Evaluate the inward flux of the vector field $F=$ over the surface $S$ of the solid bounded by $z=\sqrt{x^2+y^2}$ and $z=3$. Evaluate the inward flux of the vector field $F=<y,-x,z>$ over the surface $S$ of the solid bounded by $z=\sqrt{x^2+y^2}$ and $z=3$.
this is basically an inverted cone (right?)
So by changing to polar coordinates: $0\leq r\leq3$ and $0\leq \theta \leq 2\pi$
$$-\int_0^{2\pi} \int_0^3-y\frac{x}{\sqrt{x^2+y^2}} + x\frac{y}{\sqrt{x^2+y^2}}+\sqrt{x^2+y^2}\space \space \times rdrd\theta$$
Simplified to
$$-\int_0^{2\pi} \int_0^3r^2drd\theta $$
Did i make any mistakes here? because i solved this to be $-18\pi$ but the answer given is $-9\pi$
I'm thinking maybe the range for $\theta$ is wrong but then it can't be because the conditions require full circles.
 A: The solid body can be described in cylindrical coordinates as
$$\Omega  = \left\{ {\left( {r,\theta ,z} \right)|0 \le r \le 3,0 \le \theta  \le 2\pi ,r \le z \le 3} \right\}$$
In fact, the surface surrounding your body, $\partial \Omega $, consist of two other surfaces 
$$\begin{array}{l}
\partial \Omega  = {S_1} \cup {S_2}\\
{S_1} = \left\{ {\left( {r,\theta ,z} \right)|0 \le r \le 3,0 \le \theta  \le 2\pi ,z = 3} \right\}\\
{S_2} = \left\{ {\left( {r,\theta ,z} \right)|0 \le r \le 3,0 \le \theta  \le 2\pi ,z = r} \right\}
\end{array}$$
You have just computed the flux toward $S_1$, i.e., the plane $z=3$! :)
A: If you want to practice on definition of surface integrals, I would suggest you not to use any "ready formulas" as Stokes' theorem, for example, but try first to gain basic understanding for the underlying geometry.
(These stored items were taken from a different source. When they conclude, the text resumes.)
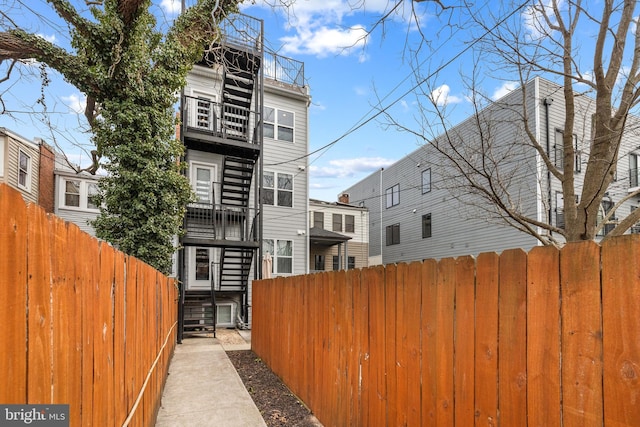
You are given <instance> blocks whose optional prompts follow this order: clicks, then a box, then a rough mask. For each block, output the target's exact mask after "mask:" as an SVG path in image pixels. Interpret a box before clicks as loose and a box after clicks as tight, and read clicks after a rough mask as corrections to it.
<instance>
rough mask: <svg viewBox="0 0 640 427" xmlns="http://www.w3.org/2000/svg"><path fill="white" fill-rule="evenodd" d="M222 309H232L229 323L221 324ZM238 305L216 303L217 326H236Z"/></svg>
mask: <svg viewBox="0 0 640 427" xmlns="http://www.w3.org/2000/svg"><path fill="white" fill-rule="evenodd" d="M221 307H230V308H231V319H229V322H221V321H220V312H219V310H220V308H221ZM235 319H236V304H235V303H233V302H218V303H216V326H235V324H236V322H235Z"/></svg>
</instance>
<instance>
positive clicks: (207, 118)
mask: <svg viewBox="0 0 640 427" xmlns="http://www.w3.org/2000/svg"><path fill="white" fill-rule="evenodd" d="M215 100H216V97H215V96H214V95H210V94H207V93H204V92H197V91H192V92H191V98H189V111H190V112H192V114H190V115H189V125H190V126H194V127H197V128H200V129H206V130H209V131H214V130H216V122H215V113H214V111H213V108H214V105H215V104H214V103H215Z"/></svg>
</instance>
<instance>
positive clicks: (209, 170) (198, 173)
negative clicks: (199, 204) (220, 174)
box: [190, 163, 216, 205]
mask: <svg viewBox="0 0 640 427" xmlns="http://www.w3.org/2000/svg"><path fill="white" fill-rule="evenodd" d="M190 168H191V186H192V187H193V192H194V193H196V199H197V203H201V204H207V205H212V204H213V203H214V202H213V180H214V177H215V173H216V170H215V166H214V165H207V164H199V163H191V164H190Z"/></svg>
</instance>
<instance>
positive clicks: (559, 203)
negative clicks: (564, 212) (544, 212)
mask: <svg viewBox="0 0 640 427" xmlns="http://www.w3.org/2000/svg"><path fill="white" fill-rule="evenodd" d="M556 227H558V228H564V196H563V195H562V192H561V191H556Z"/></svg>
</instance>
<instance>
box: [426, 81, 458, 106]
mask: <svg viewBox="0 0 640 427" xmlns="http://www.w3.org/2000/svg"><path fill="white" fill-rule="evenodd" d="M450 92H451V88H450V87H449V85H442V86H438V87H437V88H435V89H434V90H432V91H431V94H430V95H429V97H430V98H431V101H432V102H433V103H434V104H436V105H437V106H439V107H442V106H445V105H448V104H458V103H460V102H462V98H461V97H459V96H456V95H450V94H449V93H450Z"/></svg>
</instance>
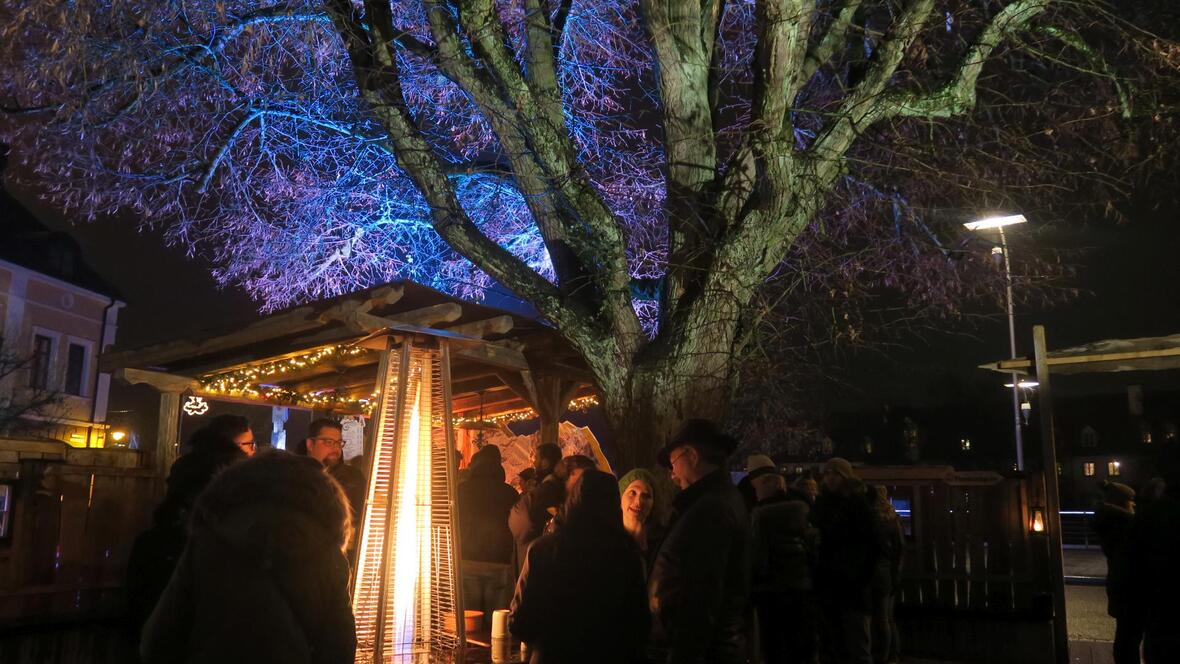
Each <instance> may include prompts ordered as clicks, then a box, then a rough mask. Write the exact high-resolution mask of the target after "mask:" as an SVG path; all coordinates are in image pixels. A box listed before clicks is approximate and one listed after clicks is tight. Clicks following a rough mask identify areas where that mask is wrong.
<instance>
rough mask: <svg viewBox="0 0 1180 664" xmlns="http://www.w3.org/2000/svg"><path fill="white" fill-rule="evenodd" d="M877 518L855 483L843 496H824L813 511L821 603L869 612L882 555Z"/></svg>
mask: <svg viewBox="0 0 1180 664" xmlns="http://www.w3.org/2000/svg"><path fill="white" fill-rule="evenodd" d="M874 521H876V515H874V514H873V511H872V507H871V506H870V504H868V499H867V497H866V495H865V491H864V485H861V484H860V482H855V484H854V485H853V486H851V487H848V489H847V491H843V492H830V491H825V492H822V493H821V494H820V495H819V498H818V499H817V500H815V508H814V509H813V511H812V524H814V525H815V528H818V530H819V563H818V565H817V567H815V591H817V592H818V593H819V599H820V601H822V603H825V604H827V605H830V606H838V607H840V609H845V610H851V611H865V612H867V611H870V610H871V606H872V594H871V584H872V579H873V573H874V571H876V566H877V561H878V557H879V552H878V541H877V532H876V525H874Z"/></svg>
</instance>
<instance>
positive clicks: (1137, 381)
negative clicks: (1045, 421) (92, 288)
mask: <svg viewBox="0 0 1180 664" xmlns="http://www.w3.org/2000/svg"><path fill="white" fill-rule="evenodd" d="M15 195H17V196H18V197H19V198H21V199H22V200H24V202H25V203H26V204H27V205H28V206H30V208H31V209H32V210H33V211H34V213H37V215H38V216H39V217H40V218H41V219H42V221H44V222H45V223H46V224H48V225H51V226H52V228H54V229H58V230H65V231H67V232H70V234H71V235H72V236H73V237H74V238H77V241H78V242H79V244H80V245H81V248H83V254H84V256H85V257H86V261H87V262H89V263H90V264H91V265H92V267H93V268H94V269H96V270H97V271H98V272H99V274H100V275H103V276H104V277H106V278H107V280H109V281H110V282H111V283H112V284H113V285H114V287H116V288H118V289H119V290H120V291H122V294H123V295H124V298H125V300H126V302H127V308H126V309H124V310H123V313H122V314H120V317H119V333H118V346H119V347H120V348H135V347H138V346H143V344H148V343H155V342H159V341H169V340H173V338H177V337H185V336H199V333H201V330H207V329H217V328H222V327H224V326H232V324H234V323H237V322H244V321H248V320H250V318H251V317H254V316H256V315H257V314H256V310H257V304H256V303H255V302H253V301H251V300H250V298H249V297H248V296H247V295H245V292H243V291H242V290H240V289H236V288H232V287H230V288H218V287H217V284H216V282H215V281H214V278H212V276H211V275H210V274H209V269H210V265H209V262H208V261H207V259H204V258H202V257H201V256H195V257H189V256H186V255H185V252H184V250H183V249H182V248H177V246H171V248H170V246H165V244H164V242H163V237H162V234H160V232H159V231H153V230H144V231H139V230H137V228H136V224H135V222H133V221H120V219H104V221H98V222H93V223H80V224H71V223H70V222H68V221H67V219H66V218H64V217H63V216H61V215H60V213H58V212H55V211H54V210H52V209H47V208H45V206H44V205H41V204H40V203H38V202H37V200H35V196H32V195H31V192H28V191H15ZM1033 223H1034V224H1035V223H1036V219H1033ZM1014 232H1021V230H1020V228H1017V229H1016V230H1014ZM1040 235H1047V236H1048V237H1050V238H1051V239H1050V242H1054V243H1060V245H1061V246H1064V248H1068V249H1070V250H1074V251H1079V250H1081V251H1080V252H1079V254H1080V255H1079V263H1077V272H1076V277H1075V278H1074V280H1073V282H1071V283H1069V284H1067V285H1073V287H1076V288H1079V289H1081V290H1082V295H1081V296H1080V297H1079V298H1077V300H1075V301H1071V302H1066V303H1063V304H1058V305H1056V307H1054V308H1051V309H1048V310H1029V309H1028V308H1020V309H1018V310H1017V349H1018V351H1020V353H1021V354H1024V353H1027V351H1029V350H1030V349H1031V326H1033V324H1036V323H1042V324H1045V326H1047V327H1048V328H1047V333H1048V338H1049V344H1050V348H1062V347H1068V346H1073V344H1079V343H1084V342H1088V341H1095V340H1101V338H1110V337H1135V336H1156V335H1166V334H1176V333H1180V298H1178V297H1176V296H1175V289H1176V284H1180V219H1178V215H1176V210H1172V209H1162V210H1153V211H1151V212H1148V213H1145V215H1141V218H1138V219H1135V221H1134V222H1133V223H1129V224H1122V225H1116V224H1114V223H1113V222H1107V221H1096V222H1090V223H1077V224H1071V225H1066V224H1058V225H1057V228H1055V229H1054V231H1053V232H1050V234H1040ZM977 309H978V308H977ZM996 314H997V315H996V317H995V318H994V320H990V321H984V322H982V323H976V324H974V326H964V324H961V323H956V322H953V321H952V322H948V323H946V324H945V327H944V329H940V330H935V331H927V333H924V334H923V335H922V336H920V337H915V336H905V337H902V338H899V340H897V341H898V343H899V346H897V344H893V346H890V347H887V348H884V349H878V350H873V351H860V353H853V354H848V355H845V356H844V357H841V359H840V360H838V361H835V362H834V366H833V370H832V374H833V376H837V377H838V379H839V384H838V386H835V387H834V388H826V390H825V392H826V393H827V394H826V395H825V397H824V399H825V401H828V403H826V406H827V408H830V409H833V410H847V409H864V408H876V407H877V406H879V405H883V403H894V405H918V406H923V405H932V403H938V402H939V401H942V400H945V399H946V395H948V394H952V393H953V392H955V390H950V392H949V390H948V389H946V386H948V383H955V384H966V386H975V387H976V388H978V387H979V386H981V384H984V383H988V382H996V383H997V384H998V383H999V382H1003V381H1002V380H1001V377H999V376H996V375H992V374H989V373H986V372H982V370H978V369H976V368H975V367H977V366H978V364H981V363H983V362H988V361H994V360H997V359H999V357H1002V356H1007V349H1008V341H1007V334H1008V330H1007V326H1005V323H1004V320H1003V317H1002V316H999V311H997V313H996ZM1127 382H1143V383H1146V384H1149V386H1159V387H1173V388H1180V372H1162V373H1158V374H1154V375H1153V374H1145V375H1136V376H1127V375H1121V376H1114V377H1110V376H1108V377H1099V379H1094V377H1070V379H1069V380H1068V381H1062V384H1061V386H1060V387H1061V389H1063V390H1066V392H1070V390H1080V392H1094V390H1097V392H1103V390H1109V389H1120V388H1119V387H1117V386H1116V383H1117V384H1126V383H1127Z"/></svg>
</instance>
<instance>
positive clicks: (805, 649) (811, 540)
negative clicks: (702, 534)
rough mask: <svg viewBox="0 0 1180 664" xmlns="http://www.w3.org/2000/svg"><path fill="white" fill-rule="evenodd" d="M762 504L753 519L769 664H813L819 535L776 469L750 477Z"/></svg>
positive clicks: (756, 609)
mask: <svg viewBox="0 0 1180 664" xmlns="http://www.w3.org/2000/svg"><path fill="white" fill-rule="evenodd" d="M748 476H752V478H753V480H752V485H753V486H754V488H755V491H756V493H758V495H759V497H760V500H759V501H758V506H756V507H755V508H754V513H753V514H752V515H750V564H752V568H753V592H752V597H753V603H754V606H755V609H756V610H758V619H759V636H760V640H761V646H762V655H763V656H765V658H766V664H782V663H792V664H794V663H799V664H811V662H812V660H813V659H814V658H815V599H814V594H813V587H814V586H813V572H812V570H813V567H814V565H815V554H817V546H818V539H819V533H818V532H817V531H815V528H813V527H812V525H811V522H809V521H808V513H809V511H811V506H809V505H808V502H807V501H806V500H802V499H800V498H799V497H793V495H791V494H788V493H787V491H786V480H785V478H782V475H780V474H779V473H778V472H776V471H775V468H774V465H773V464H771V465H769V466H761V467H759V468H755V469H754V471H752V472H750V474H749V475H748Z"/></svg>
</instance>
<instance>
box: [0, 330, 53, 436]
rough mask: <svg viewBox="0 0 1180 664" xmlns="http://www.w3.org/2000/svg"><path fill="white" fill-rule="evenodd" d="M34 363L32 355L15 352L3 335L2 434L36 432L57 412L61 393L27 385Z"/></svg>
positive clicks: (1, 413)
mask: <svg viewBox="0 0 1180 664" xmlns="http://www.w3.org/2000/svg"><path fill="white" fill-rule="evenodd" d="M32 363H33V357H32V356H31V355H21V354H18V353H15V351H13V350H12V349H9V348H7V347H6V346H5V343H4V338H2V337H0V434H21V433H31V432H37V430H38V429H40V428H44V423H45V422H48V421H52V418H54V416H55V415H57V409H58V407H59V406H60V405H61V394H60V393H59V392H57V390H53V389H40V388H34V387H26V386H25V384H24V382H27V380H26V376H27V372H28V369H30V367H31V366H32ZM22 381H24V382H22Z"/></svg>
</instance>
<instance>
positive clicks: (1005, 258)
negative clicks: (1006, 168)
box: [963, 215, 1028, 471]
mask: <svg viewBox="0 0 1180 664" xmlns="http://www.w3.org/2000/svg"><path fill="white" fill-rule="evenodd" d="M1025 222H1028V219H1025V218H1024V215H1007V216H999V217H984V218H982V219H977V221H974V222H968V223H965V224H963V226H964V228H966V230H992V229H995V230H998V231H999V252H1001V254H1003V255H1004V280H1005V281H1007V282H1008V344H1009V350H1010V351H1011V355H1010V356H1011V359H1012V360H1015V359H1016V315H1015V314H1014V313H1012V265H1011V262H1010V261H1009V259H1008V236H1005V235H1004V226H1010V225H1012V224H1023V223H1025ZM992 254H995V249H994V250H992ZM1012 420H1014V423H1015V427H1016V429H1015V430H1016V469H1017V471H1023V469H1024V434H1023V432H1022V430H1021V377H1020V374H1017V373H1016V372H1012Z"/></svg>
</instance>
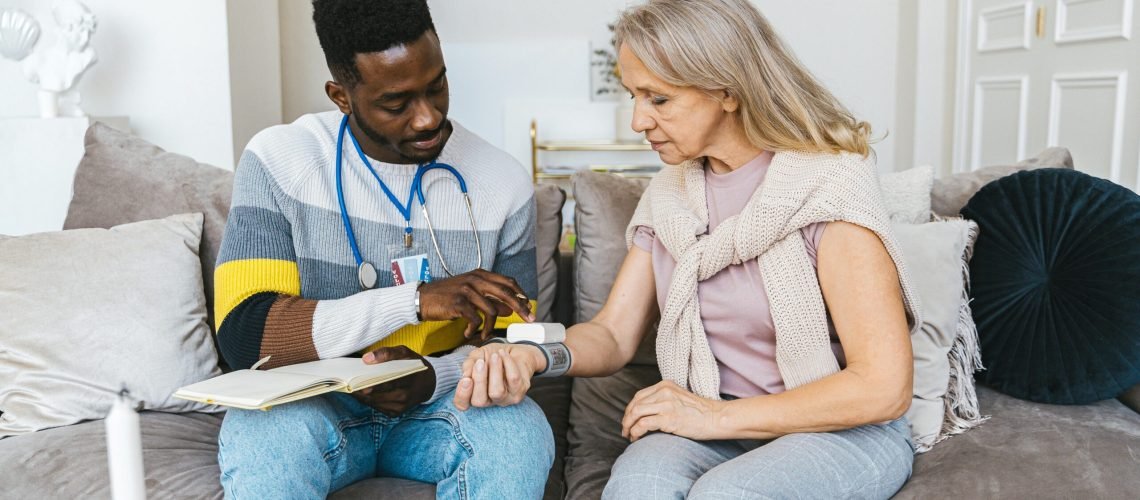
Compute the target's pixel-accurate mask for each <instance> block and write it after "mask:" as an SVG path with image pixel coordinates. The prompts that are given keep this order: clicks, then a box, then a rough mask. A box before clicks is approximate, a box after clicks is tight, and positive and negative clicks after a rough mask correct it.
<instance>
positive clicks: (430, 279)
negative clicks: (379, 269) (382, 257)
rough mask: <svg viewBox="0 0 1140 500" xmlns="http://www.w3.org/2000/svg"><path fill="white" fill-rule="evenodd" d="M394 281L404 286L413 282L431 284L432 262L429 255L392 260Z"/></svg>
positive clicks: (416, 256)
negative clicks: (407, 282)
mask: <svg viewBox="0 0 1140 500" xmlns="http://www.w3.org/2000/svg"><path fill="white" fill-rule="evenodd" d="M392 281H393V282H396V285H404V284H407V282H412V281H423V282H431V262H429V261H427V254H420V255H412V256H407V257H400V259H392Z"/></svg>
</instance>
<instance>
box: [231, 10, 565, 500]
mask: <svg viewBox="0 0 1140 500" xmlns="http://www.w3.org/2000/svg"><path fill="white" fill-rule="evenodd" d="M314 22H315V24H316V27H317V35H318V38H319V39H320V46H321V48H323V49H324V51H325V58H326V60H327V63H328V68H329V71H331V72H332V74H333V81H331V82H327V83H326V84H325V91H326V93H327V95H328V97H329V99H332V100H333V103H335V104H336V107H337V108H339V112H329V113H319V114H312V115H306V116H302V117H300V118H298V120H296V121H295V122H294V123H292V124H288V125H278V126H272V128H270V129H267V130H264V131H262V132H261V133H259V134H258V136H257V137H254V138H253V140H251V141H250V145H249V147H247V148H246V150H245V153H244V154H243V155H242V159H241V162H239V165H238V167H237V172H236V178H235V181H234V200H233V207H231V210H230V214H229V220H228V222H227V226H226V233H225V236H223V239H222V248H221V254H220V255H219V259H218V270H217V274H215V276H217V293H215V297H217V317H218V320H217V321H218V323H219V328H218V341H219V344H220V347H221V351H222V354H223V355H225V358H226V361H227V362H228V363H229V364H230V367H233V368H250V367H251V366H252V364H254V363H255V362H259V361H260V360H264V364H262V366H263V367H266V368H271V367H275V366H282V364H292V363H296V362H302V361H310V360H315V359H324V358H333V356H343V355H350V354H352V353H356V352H360V351H361V350H365V351H367V353H366V354H365V355H364V362H369V363H372V362H382V361H386V360H391V359H401V358H404V359H406V358H421V355H420V354H427V353H432V352H438V351H443V350H450V349H455V347H456V346H458V345H459V344H463V343H464V342H465V339H464V337H470V338H472V339H478V338H479V337H486V336H487V335H488V334H489V333H490V330H491V328H494V327H495V323H496V317H500V315H506V314H512V313H513V315H512V319H510V320H515V321H518V320H520V319H519V318H520V317H521V318H522V319H523V320H527V321H531V320H534V318H532V315H531V312H530V311H531V308H532V305H534V304H532V303H531V302H530V301H529V300H528V298H527V297H534V296H536V288H537V281H536V270H535V241H534V232H532V231H534V227H532V220H534V187H532V186H531V185H530V179H529V177H528V175H527V174H526V171H524V170H523V169H522V167H521V166H520V165H519V164H518V162H516V161H514V159H513V158H512V157H510V156H508V155H507V154H505V153H504V151H502V150H499V149H496V148H495V147H492V146H490V145H489V144H487V142H486V141H483V140H482V139H480V138H478V137H475V136H474V134H473V133H471V132H469V131H466V130H465V129H463V128H462V126H461V125H459V124H457V123H455V122H454V121H449V120H447V110H448V87H447V71H446V66H445V64H443V56H442V52H441V51H440V43H439V38H438V36H437V34H435V28H434V26H433V24H432V21H431V15H430V13H429V10H427V6H426V3H425V1H424V0H385V1H377V0H316V1H314ZM342 120H343V121H344V123H343V125H342ZM357 145H359V146H357ZM432 162H438V163H439V164H448V165H450V166H453V167H454V169H455V175H453V173H451V172H449V171H447V170H445V169H433V170H427V171H424V170H423V167H421V165H429V164H432ZM417 173H418V174H422V175H417ZM461 178H462V179H463V180H462V181H461V180H459V179H461ZM416 183H418V186H420V189H421V190H422V191H423V202H421V200H420V197H418V195H417V191H416V190H415V189H414V187H415V185H416ZM461 185H465V190H466V191H467V194H469V195H470V199H471V204H470V207H471V208H470V212H469V205H467V203H466V202H465V200H464V198H463V192H462V191H461ZM424 205H425V206H426V208H427V210H429V213H430V218H431V221H430V223H431V229H433V230H431V231H429V221H426V220H425V219H424V216H423V213H422V212H421V207H422V206H424ZM477 245H478V246H479V247H478V248H477ZM415 255H426V261H427V262H429V263H430V264H429V267H430V273H431V277H432V278H433V279H432V280H431V281H430V282H422V284H421V282H417V277H416V276H415V274H414V273H409V272H408V267H407V264H408V261H410V262H413V263H415V262H418V261H420V259H410V260H408V259H405V257H409V256H415ZM479 259H481V262H477V260H479ZM393 260H404V264H405V267H404V268H399V269H400V270H401V271H402V274H401V276H394V274H393V272H390V271H388V270H389V269H392V267H391V265H390V264H391V263H392V261H393ZM413 268H414V265H413ZM479 268H484V269H490V270H491V271H483V270H481V269H479ZM376 270H381V271H380V272H376ZM464 271H467V272H464ZM450 272H455V273H457V276H455V277H448V274H449V273H450ZM404 276H406V278H407V279H406V281H408V282H407V284H405V285H399V286H394V284H396V281H394V280H397V279H399V278H400V277H404ZM374 285H375V287H373V286H374ZM498 322H499V323H503V322H504V321H503V320H499V321H498ZM409 346H410V347H412V349H409ZM471 349H472V347H470V346H459V347H458V349H455V351H454V352H453V353H450V354H447V355H442V356H427V358H425V361H426V363H427V364H429V367H430V369H429V370H426V371H423V372H421V374H417V375H413V376H408V377H405V378H402V379H399V380H396V382H392V383H389V384H384V385H380V386H376V387H373V388H372V390H370V391H369V390H364V391H361V392H360V393H355V394H351V395H349V394H341V393H335V394H326V395H323V396H317V397H310V399H306V400H302V401H299V402H294V403H288V404H284V405H280V407H277V408H272V409H271V410H269V411H244V410H230V411H229V412H228V413H227V416H226V419H225V423H223V424H222V429H221V435H220V437H219V453H218V454H219V462H220V466H221V481H222V485H223V487H225V490H226V495H227V497H229V498H325V497H326V495H327V494H328V493H331V492H333V491H336V490H339V489H342V487H344V486H348V485H349V484H352V483H355V482H357V481H360V479H364V478H368V477H374V476H391V477H404V478H409V479H415V481H420V482H426V483H435V484H437V494H438V497H439V498H464V499H467V498H488V497H492V495H494V497H497V498H538V497H540V495H541V492H543V489H544V484H545V482H546V475H547V470H548V469H549V467H551V462H552V460H553V454H554V443H553V436H552V433H551V429H549V426H548V424H547V423H546V419H545V417H544V415H543V412H541V410H540V409H539V408H538V407H537V404H535V403H534V402H529V404H522V405H520V407H510V408H492V409H480V410H472V411H458V410H457V409H456V408H455V405H454V403H453V396H451V393H453V392H454V390H455V386H456V383H457V380H458V379H459V375H461V372H459V364H461V362H462V361H463V359H464V358H465V355H466V353H467V352H470V350H471ZM414 350H415V351H417V352H414ZM492 490H494V491H492Z"/></svg>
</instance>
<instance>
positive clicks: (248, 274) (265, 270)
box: [214, 259, 462, 336]
mask: <svg viewBox="0 0 1140 500" xmlns="http://www.w3.org/2000/svg"><path fill="white" fill-rule="evenodd" d="M262 292H275V293H278V294H285V295H294V296H299V295H301V273H300V271H299V270H298V267H296V262H293V261H283V260H277V259H245V260H237V261H229V262H227V263H225V264H221V265H219V267H218V268H217V269H215V270H214V322H215V325H214V328H215V329H220V328H221V322H222V321H223V320H225V319H226V317H227V315H229V312H230V311H233V310H234V308H237V305H238V304H241V303H242V301H244V300H246V298H250V297H251V296H253V295H254V294H260V293H262ZM461 336H462V335H461Z"/></svg>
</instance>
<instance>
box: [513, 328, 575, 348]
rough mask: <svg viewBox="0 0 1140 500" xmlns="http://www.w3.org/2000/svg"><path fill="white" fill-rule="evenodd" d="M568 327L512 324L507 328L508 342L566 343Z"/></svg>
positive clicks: (549, 343)
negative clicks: (565, 341)
mask: <svg viewBox="0 0 1140 500" xmlns="http://www.w3.org/2000/svg"><path fill="white" fill-rule="evenodd" d="M565 339H567V327H564V326H562V323H511V325H507V327H506V342H511V343H515V342H534V343H535V344H553V343H556V342H565Z"/></svg>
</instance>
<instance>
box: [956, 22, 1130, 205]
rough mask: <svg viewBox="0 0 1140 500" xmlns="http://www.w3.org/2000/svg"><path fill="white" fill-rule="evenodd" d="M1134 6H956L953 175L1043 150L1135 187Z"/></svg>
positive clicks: (1025, 156) (1030, 154) (1110, 177)
mask: <svg viewBox="0 0 1140 500" xmlns="http://www.w3.org/2000/svg"><path fill="white" fill-rule="evenodd" d="M1138 16H1140V13H1138V11H1137V9H1134V8H1133V0H1027V1H1010V0H960V1H959V52H958V54H959V67H958V79H956V85H958V91H956V96H958V97H956V99H955V103H956V105H955V107H956V110H955V126H954V155H953V156H954V159H953V162H954V165H953V170H954V171H968V170H974V169H980V167H984V166H987V165H998V164H1010V163H1013V162H1017V161H1019V159H1024V158H1025V157H1028V156H1033V155H1036V154H1037V153H1039V151H1040V150H1041V149H1043V148H1045V147H1048V146H1064V147H1067V148H1069V150H1070V151H1072V153H1073V159H1074V164H1075V166H1076V169H1078V170H1081V171H1084V172H1086V173H1090V174H1092V175H1098V177H1102V178H1105V179H1110V180H1113V181H1115V182H1119V183H1122V185H1124V186H1127V187H1130V188H1133V189H1140V188H1138V186H1140V42H1138V40H1135V39H1134V38H1133V36H1132V27H1133V25H1135V24H1137V22H1138V19H1137V17H1138Z"/></svg>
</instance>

A solution could look like the following:


*

*Split the vector field into two
$$
F=\underbrace{(y,-x,0)}_{F_1}+\underbrace{(0,0,z)}_{F_2}.
$$
Notice that the first one $F_1$ is a planar vector field that belongs to the tangent space for both surfaces, hence, its flux is zero, and we have to calculate only the flux of the second one (easier!).

*On the top surface $S_1$ (the disc in the plane $z=3$) we have $F_2=(0,0,3)$, which is (anti)parallel to the surface inward normal $n_1=(0,0,-1)$, and the scalar product of those vectors is $-3$. So the surface integral becomes
$$
\iint_{S_1} F_2\cdot n_1\,dA=-3\iint_{S_1}\,dA=-3\cdot\text{the disc area}=-3\cdot \pi 3^2=-27\pi.
$$

*On the side surface $S_2$ it is a bit trickier. The inward normal $n_2$ has the same angle $\pi/4$ with the vector field, so the scalar product is $F_2\cdot n_2=|F_2||n_2|\cos\pi/4=z/\sqrt{2}$, and the integral becomes
$$
\iint_{S_2}F_2\cdot n_2\,dA=\frac{1}{\sqrt2}\iint_{S_2}z\,dA.
$$
The surface area element $dA$ corresponds to the area of the narrow band around the cone between levels $z$ and $z+dz$ and can be approximated as $2\pi z\cdot \sqrt2 dz$ that gives
$$
\frac{1}{\sqrt2}\iint_{S_2}z\,dA=2\pi\int_0^3z^2\,dz=18\pi.
$$

*Adding together we get $-27\pi+18\pi=-9\pi$.


P.S. Using the Gauss-Ostrogradsky theorem, the problem is actually trivial, since the divergence of $F$ is $1$, so the space integral is simply the volume of the cone $\frac13\cdot\pi3^2\cdot 3=9\pi$. (Note the sign - the theorem is for the outward normal.)